The house where I spent my grade school years had “the” neighborhood back yard, the one all the other kids came to for games of kickball or catchers. I think of it as a “summer house,” because my memories don’t include much about the inside rooms. Everything was outside in that grassy back yard.

The house where I welcomed my first baby was the “kitchen” house, remembered for its large, country kitchen with the wooden beams in the ceiling and the stove tucked back into a stone archway. Midnights, I fed my newborn son in a rocking chair in that kitchen.

The house in Connecticut was the “Maritza” house, remembered that way for the kind Ecuadoran woman who came most mornings to help clean and care for my baby daughter as I retreated to my office to write the first of these columns.
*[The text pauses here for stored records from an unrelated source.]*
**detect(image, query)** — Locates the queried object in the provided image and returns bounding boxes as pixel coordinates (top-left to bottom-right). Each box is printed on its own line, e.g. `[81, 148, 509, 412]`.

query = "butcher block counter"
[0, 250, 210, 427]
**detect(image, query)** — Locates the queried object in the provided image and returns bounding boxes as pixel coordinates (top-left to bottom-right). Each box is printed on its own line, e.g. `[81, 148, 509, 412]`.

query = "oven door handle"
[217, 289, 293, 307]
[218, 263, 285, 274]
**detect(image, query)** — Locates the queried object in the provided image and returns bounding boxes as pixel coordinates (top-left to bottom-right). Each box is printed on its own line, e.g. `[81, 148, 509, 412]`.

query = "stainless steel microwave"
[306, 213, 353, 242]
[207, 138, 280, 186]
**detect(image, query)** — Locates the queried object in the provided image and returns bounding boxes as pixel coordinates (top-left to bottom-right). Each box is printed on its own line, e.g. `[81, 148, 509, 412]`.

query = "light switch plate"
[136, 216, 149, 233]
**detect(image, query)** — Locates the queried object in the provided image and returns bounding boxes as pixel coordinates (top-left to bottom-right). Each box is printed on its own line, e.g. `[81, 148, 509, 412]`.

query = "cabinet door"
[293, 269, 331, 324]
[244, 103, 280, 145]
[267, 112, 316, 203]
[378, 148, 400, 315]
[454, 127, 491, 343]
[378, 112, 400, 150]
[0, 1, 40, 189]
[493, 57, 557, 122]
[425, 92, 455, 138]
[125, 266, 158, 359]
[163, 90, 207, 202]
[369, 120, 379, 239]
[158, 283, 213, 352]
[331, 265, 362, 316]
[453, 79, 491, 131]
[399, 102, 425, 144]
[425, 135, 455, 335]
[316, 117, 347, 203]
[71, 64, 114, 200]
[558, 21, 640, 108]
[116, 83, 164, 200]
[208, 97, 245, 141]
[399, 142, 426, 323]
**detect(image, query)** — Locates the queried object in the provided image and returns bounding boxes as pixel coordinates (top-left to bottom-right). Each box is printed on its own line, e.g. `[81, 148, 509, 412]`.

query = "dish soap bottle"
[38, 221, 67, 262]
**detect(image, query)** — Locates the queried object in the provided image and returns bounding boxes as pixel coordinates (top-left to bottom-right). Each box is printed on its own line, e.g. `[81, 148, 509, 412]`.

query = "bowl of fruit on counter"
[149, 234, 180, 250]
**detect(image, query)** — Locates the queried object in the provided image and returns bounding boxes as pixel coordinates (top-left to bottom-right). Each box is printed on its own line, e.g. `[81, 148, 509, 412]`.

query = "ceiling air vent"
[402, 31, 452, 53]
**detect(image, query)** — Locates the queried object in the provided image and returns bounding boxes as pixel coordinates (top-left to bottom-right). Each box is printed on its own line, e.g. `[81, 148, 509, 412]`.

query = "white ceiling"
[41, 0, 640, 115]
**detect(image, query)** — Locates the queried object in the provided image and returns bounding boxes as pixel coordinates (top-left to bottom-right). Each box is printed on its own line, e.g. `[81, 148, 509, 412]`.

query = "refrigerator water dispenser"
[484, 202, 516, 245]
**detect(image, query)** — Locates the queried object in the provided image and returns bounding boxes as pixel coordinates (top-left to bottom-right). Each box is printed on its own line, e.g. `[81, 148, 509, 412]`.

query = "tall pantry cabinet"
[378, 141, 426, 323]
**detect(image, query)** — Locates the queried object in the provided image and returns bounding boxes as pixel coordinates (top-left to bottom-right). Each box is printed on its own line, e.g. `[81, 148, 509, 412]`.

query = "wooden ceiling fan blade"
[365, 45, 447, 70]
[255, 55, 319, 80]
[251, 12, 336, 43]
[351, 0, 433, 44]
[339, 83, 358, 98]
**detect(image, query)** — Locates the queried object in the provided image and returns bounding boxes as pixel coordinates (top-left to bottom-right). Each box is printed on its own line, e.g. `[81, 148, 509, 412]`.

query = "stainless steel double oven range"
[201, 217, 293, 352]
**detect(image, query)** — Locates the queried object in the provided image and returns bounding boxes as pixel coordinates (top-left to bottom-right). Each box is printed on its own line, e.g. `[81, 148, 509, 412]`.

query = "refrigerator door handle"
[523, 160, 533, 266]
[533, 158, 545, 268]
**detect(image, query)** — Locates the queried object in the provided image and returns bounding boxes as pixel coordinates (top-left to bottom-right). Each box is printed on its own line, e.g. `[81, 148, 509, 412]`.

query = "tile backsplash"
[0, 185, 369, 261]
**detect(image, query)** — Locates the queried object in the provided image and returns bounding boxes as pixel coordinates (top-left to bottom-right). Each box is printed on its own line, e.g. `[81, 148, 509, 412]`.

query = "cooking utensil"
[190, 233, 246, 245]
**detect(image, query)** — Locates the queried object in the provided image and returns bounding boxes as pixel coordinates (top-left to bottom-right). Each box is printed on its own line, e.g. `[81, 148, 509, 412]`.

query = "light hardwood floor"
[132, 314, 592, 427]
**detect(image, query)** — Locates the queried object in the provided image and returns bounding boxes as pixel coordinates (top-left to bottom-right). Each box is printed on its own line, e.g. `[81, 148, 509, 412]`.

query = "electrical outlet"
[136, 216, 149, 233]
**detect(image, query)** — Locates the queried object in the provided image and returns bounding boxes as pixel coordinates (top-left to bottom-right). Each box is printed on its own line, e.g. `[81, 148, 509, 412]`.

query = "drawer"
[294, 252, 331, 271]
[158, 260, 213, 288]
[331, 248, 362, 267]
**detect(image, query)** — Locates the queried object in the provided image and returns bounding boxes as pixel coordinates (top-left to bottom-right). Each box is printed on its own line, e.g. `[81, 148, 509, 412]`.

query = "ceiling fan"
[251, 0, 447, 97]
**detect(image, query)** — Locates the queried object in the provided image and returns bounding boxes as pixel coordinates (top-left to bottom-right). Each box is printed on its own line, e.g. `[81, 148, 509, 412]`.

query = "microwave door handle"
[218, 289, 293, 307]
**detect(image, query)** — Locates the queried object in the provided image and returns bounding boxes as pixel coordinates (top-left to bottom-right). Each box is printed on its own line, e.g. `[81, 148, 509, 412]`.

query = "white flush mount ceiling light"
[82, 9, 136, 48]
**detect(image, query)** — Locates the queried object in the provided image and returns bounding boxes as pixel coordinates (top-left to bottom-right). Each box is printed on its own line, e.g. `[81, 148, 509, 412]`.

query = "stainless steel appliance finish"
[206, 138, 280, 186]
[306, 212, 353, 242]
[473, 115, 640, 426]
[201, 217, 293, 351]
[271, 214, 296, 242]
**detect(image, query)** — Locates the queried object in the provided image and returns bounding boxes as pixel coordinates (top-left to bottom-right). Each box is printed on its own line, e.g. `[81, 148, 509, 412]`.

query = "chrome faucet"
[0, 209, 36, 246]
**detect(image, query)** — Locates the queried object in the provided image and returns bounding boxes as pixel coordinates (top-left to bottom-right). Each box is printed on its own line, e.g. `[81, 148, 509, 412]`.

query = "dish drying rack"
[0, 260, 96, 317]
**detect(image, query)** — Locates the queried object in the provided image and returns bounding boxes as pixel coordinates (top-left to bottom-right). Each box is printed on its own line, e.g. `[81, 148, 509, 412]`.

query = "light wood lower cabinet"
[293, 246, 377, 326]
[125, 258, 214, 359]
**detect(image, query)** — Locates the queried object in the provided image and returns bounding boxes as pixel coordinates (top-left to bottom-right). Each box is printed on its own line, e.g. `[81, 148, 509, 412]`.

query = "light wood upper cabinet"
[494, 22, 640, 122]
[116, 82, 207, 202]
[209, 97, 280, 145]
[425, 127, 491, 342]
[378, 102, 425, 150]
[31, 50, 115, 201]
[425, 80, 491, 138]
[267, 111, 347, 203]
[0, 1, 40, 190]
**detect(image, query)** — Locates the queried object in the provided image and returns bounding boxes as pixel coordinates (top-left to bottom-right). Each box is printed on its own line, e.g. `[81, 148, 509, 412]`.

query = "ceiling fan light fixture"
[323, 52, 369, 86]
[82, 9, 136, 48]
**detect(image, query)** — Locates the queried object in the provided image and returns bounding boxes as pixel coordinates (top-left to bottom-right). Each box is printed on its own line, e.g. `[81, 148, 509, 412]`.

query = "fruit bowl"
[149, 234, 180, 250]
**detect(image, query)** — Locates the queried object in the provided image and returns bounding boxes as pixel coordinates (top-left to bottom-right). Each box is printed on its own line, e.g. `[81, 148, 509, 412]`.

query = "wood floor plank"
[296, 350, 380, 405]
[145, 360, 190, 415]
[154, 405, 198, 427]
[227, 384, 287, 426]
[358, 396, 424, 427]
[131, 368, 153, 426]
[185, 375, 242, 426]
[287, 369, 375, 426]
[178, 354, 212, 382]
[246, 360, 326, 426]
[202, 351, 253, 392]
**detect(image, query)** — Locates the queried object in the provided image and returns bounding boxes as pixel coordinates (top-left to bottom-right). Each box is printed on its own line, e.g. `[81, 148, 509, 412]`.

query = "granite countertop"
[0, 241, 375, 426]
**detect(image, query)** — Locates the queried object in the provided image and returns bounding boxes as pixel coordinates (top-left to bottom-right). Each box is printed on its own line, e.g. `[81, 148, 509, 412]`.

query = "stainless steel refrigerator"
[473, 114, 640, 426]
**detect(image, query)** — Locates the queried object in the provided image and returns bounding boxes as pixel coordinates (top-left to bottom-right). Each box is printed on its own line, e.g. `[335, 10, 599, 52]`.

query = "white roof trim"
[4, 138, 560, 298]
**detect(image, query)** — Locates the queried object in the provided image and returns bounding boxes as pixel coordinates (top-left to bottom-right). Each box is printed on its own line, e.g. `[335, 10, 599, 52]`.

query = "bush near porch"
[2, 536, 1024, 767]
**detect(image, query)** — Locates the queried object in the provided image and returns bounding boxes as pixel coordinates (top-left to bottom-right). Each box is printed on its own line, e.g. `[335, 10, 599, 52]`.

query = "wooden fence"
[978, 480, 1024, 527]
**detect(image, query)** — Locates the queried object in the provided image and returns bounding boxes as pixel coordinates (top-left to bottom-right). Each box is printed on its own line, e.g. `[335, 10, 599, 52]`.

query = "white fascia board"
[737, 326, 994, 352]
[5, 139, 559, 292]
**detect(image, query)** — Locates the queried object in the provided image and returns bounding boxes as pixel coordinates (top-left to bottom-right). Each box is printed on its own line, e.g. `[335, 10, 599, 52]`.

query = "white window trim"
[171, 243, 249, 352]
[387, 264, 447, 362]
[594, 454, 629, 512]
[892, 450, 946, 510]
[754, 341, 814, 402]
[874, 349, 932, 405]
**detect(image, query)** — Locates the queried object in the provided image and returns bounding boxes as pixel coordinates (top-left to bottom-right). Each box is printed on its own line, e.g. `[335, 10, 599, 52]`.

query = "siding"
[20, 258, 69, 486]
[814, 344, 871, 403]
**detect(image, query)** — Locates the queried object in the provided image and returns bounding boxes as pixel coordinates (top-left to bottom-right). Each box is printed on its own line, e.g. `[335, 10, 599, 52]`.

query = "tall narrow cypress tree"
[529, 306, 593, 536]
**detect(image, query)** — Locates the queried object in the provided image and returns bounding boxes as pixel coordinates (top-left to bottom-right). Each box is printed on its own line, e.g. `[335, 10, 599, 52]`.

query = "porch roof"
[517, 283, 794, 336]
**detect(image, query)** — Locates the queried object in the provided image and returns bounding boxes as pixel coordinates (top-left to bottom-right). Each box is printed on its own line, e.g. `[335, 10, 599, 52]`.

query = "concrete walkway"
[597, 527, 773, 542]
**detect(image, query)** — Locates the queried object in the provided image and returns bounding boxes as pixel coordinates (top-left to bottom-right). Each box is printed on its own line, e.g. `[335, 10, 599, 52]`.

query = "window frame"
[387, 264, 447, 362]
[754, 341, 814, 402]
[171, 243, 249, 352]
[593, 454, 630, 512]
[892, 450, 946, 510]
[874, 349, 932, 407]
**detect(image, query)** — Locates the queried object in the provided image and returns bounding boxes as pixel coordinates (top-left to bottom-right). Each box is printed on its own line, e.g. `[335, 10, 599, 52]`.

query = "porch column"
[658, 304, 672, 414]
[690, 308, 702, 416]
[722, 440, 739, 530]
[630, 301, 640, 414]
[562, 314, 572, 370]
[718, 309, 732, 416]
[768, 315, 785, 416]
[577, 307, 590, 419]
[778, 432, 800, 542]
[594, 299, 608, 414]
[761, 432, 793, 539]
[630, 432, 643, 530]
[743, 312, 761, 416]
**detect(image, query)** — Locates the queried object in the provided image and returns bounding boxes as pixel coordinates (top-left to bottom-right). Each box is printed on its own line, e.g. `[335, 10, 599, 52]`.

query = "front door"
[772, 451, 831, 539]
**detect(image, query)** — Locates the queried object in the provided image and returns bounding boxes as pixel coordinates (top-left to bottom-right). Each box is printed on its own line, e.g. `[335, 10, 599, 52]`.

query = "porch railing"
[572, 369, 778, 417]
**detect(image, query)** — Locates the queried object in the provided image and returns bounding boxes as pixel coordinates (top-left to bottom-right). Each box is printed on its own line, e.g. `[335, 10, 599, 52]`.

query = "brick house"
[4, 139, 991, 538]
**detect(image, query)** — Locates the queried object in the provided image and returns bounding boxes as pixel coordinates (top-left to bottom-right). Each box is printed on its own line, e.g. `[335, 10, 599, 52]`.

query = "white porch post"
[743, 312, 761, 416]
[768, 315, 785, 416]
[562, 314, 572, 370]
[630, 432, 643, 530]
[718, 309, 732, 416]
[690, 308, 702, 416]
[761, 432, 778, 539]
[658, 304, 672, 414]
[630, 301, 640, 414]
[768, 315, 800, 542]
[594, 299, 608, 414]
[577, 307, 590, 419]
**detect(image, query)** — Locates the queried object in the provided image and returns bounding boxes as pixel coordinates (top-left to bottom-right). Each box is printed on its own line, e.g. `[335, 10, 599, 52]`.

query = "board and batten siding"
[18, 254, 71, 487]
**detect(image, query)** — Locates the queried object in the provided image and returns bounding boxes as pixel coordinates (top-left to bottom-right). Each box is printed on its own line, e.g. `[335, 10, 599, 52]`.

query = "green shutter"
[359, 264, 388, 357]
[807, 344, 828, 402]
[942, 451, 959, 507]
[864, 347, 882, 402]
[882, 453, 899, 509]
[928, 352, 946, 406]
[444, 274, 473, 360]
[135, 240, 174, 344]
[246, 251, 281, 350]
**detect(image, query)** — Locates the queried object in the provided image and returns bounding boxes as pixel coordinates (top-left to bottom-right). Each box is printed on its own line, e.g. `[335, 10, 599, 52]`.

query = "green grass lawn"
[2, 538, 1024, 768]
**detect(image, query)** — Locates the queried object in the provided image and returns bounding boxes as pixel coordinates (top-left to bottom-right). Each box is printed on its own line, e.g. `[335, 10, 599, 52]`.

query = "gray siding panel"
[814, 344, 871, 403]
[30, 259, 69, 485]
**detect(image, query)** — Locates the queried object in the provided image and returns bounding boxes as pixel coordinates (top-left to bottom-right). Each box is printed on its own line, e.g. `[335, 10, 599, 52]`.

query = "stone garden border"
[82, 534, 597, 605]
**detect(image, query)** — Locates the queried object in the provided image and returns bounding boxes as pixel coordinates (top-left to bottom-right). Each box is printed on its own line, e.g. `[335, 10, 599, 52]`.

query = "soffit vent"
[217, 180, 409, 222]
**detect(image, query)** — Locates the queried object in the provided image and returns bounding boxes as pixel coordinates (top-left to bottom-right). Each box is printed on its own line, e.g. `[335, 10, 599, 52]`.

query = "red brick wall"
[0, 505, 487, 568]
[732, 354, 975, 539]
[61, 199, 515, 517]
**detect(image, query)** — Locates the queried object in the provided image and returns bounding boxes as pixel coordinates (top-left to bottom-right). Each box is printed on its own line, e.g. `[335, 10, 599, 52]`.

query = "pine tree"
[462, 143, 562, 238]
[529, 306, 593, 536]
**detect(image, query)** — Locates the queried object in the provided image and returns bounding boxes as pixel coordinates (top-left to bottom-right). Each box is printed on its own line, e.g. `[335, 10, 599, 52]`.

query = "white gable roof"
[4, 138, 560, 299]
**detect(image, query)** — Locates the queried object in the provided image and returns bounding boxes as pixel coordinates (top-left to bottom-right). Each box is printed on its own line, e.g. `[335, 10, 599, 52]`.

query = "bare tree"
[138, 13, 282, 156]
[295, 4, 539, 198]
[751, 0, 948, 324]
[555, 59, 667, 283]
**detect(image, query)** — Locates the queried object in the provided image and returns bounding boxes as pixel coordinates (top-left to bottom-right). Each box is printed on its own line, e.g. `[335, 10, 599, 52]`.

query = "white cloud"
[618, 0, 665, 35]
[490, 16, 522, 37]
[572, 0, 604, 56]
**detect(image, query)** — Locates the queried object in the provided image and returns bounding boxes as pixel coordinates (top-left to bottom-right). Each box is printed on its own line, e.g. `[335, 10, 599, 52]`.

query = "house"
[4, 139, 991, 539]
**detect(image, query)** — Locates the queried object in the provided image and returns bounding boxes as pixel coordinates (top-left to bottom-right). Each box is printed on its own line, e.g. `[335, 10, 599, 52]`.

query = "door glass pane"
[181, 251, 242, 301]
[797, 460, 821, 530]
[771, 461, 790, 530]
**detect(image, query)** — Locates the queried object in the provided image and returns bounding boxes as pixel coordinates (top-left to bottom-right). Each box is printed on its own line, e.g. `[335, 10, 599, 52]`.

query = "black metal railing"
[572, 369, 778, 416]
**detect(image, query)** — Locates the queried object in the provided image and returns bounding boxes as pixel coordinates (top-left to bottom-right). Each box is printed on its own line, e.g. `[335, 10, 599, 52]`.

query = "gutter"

That house was a clean as any I’d ever lived in. Maritza was a wonder. When the baby slept she would busy herself ironing our sheets and my cotton nightgowns.

The house that’s most prominent in my memories is the “yellow house,” the big, old Victorian I’ve written about here for a long time. It was the house where I will forever picture my children as I most remember them.

Last week, I handed the keys to the yellow house over to a young couple. They lived in the next town over and said they always admired my house. They walked through the first week it was on the market, and offered the asking price.

It has been a long road to get there. Although I didn’t notice it (in the way I suppose we don’t notice our own faces getting older), the farmer recognized that the house needed a complete facelift. I think we had worn it out.

He spent several long years on a scaffold, scraping and painting the exterior. There were weeks he was so high up there I just stopped craning my head to look. My nervous nagging didn’t help matters.

Last year, he finally moved inside to finish up. Neighbors say they would watch the progress, but as with most people so close to the work, I didn’t see it.

Until, of course, it was complete. The before and after photos are worthy of a magazine spread or TV show.

By then, we’d vacated the house, mostly to make it easier for floors to be replaced and carpets to be installed. By the time the “For Sale” sign was up, I’d already been in our new, smaller place for several months. The last thing to move was the porch swing, which now hangs here at the new place.

The morning of the closing, I took a bouquet of flowers over, to welcome the new owners. I walked into every room, remembering good times and bad – but mostly good. I could conjure the sound of my son running up the front porch steps after school, or the giggles of my daughter watching “SpongeBob” in the family room while I cooked dinner. I have 15 years’ worth of those memories.

The yellow house belongs to a nice young couple now, and they will make it their own. But the house held so much of us for so long, I wonder if the new occupants can still hear us in there, running, laughing and living.